This change was no surprise. The hints from analysts started late last year and recently had become open demands from investors. But, in an organization like GE the demands of investors (or customers) are not nearly as important as they would be in a more traditional manufacturing firm, like Boeing or General Motors. No, this is a change dictated by GE directors, and what they are indicating is they want a more dynamic, more celebrated, more immanent organization.
Don’t forget, the chairman of General Electric is the nominal successor to Thomas Edison. Immelt was the direct successor to Jack Welch, whose record for shaping and expanding GE in the 1980s and 90s loomed over everything that happened there in the current century. The expectations of Immelt were high.
And for almost 17 years Immelt’s performance sufficed. He bore the criticism for GE’s overexposure to financial markets, and endured reproach for ill-timed investments and divestments from various industries (oil and gas, broadcasting, appliances.) The company he’s leaving behind is not above criticism, but it is a solid investment. Yet, it does not have the ‘celebrity’ that GE had two decades ago — the sort of enterprise-scale cachet now attached to other companies.
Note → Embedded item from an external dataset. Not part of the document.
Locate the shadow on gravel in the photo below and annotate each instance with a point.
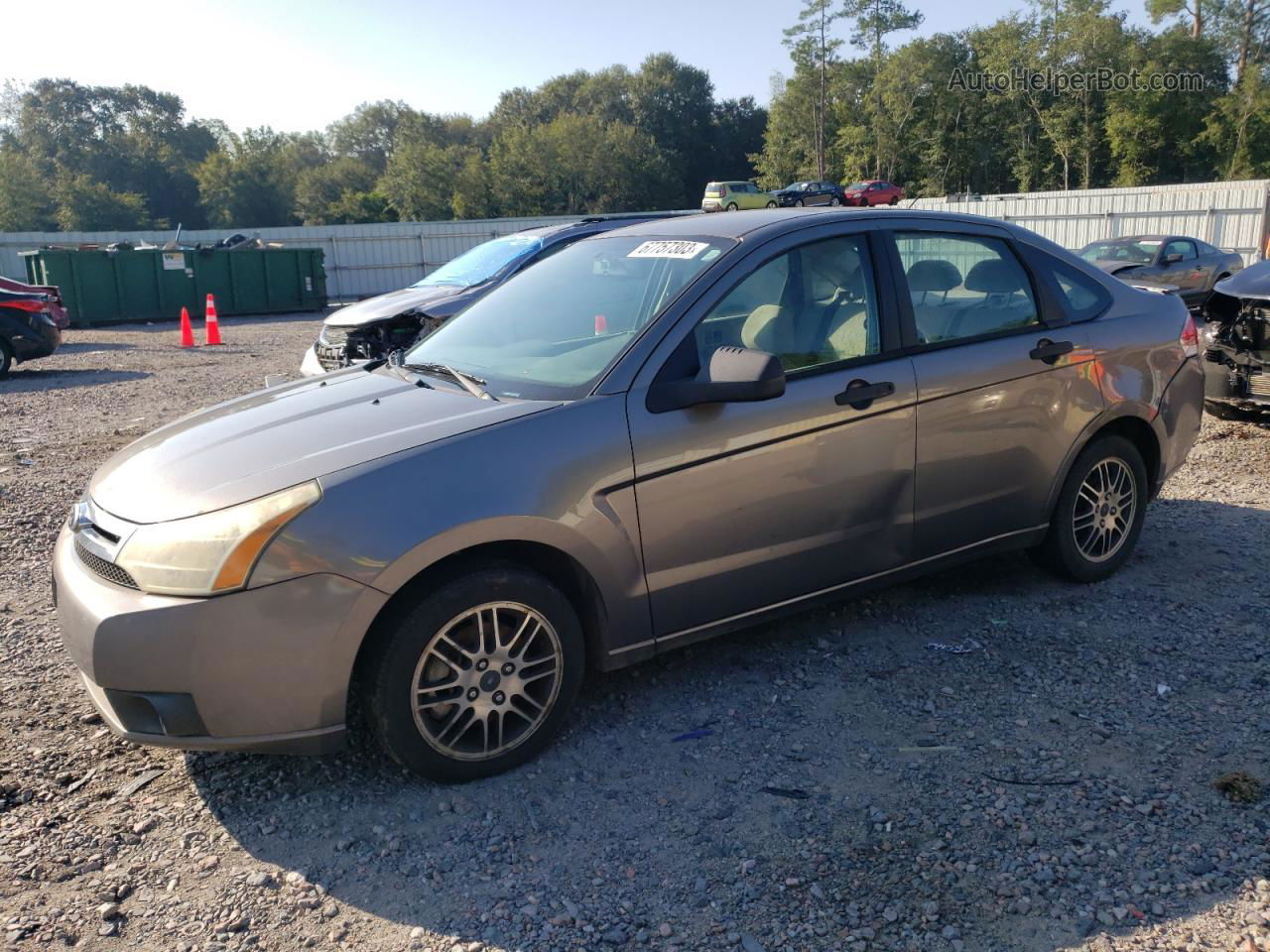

GE aspires to have the omnipresence of Google, the admiration of Apple, the inevitability of Amazon, or the ‘coolness’ of Tesla. These are companies that never go away, and strive to make everyone feel they cannot function without their product or service. They collect fees and data from us, and make us grateful for that. They have consumers hankering for, and investors buzzing about what they will do next. They are global, and universal. Criticism has no effect or influence on their decisions. Yet, no one can easily explain what it is about Google or the rest that is so compelling. It just is.
Now, GE defines itself as “the world’s Digital Industrial Company, transforming industry with software-defined machines and solutions … organized around a global exchange of knowledge, … Each invention further fuels innovation and application across our industrial sectors.”
Is that clear? You cannot buy a GE-built light bulb or refrigerator, but you must be aware of how important, how necessary GE is to you. General Electric’s transformation is a parable for our age, in which the work and achievements of individuals are only credited if they are celebrated. Building a great jet engine is fine, but what will we see next? They don’t need a new executive to lead this project. They need a personality.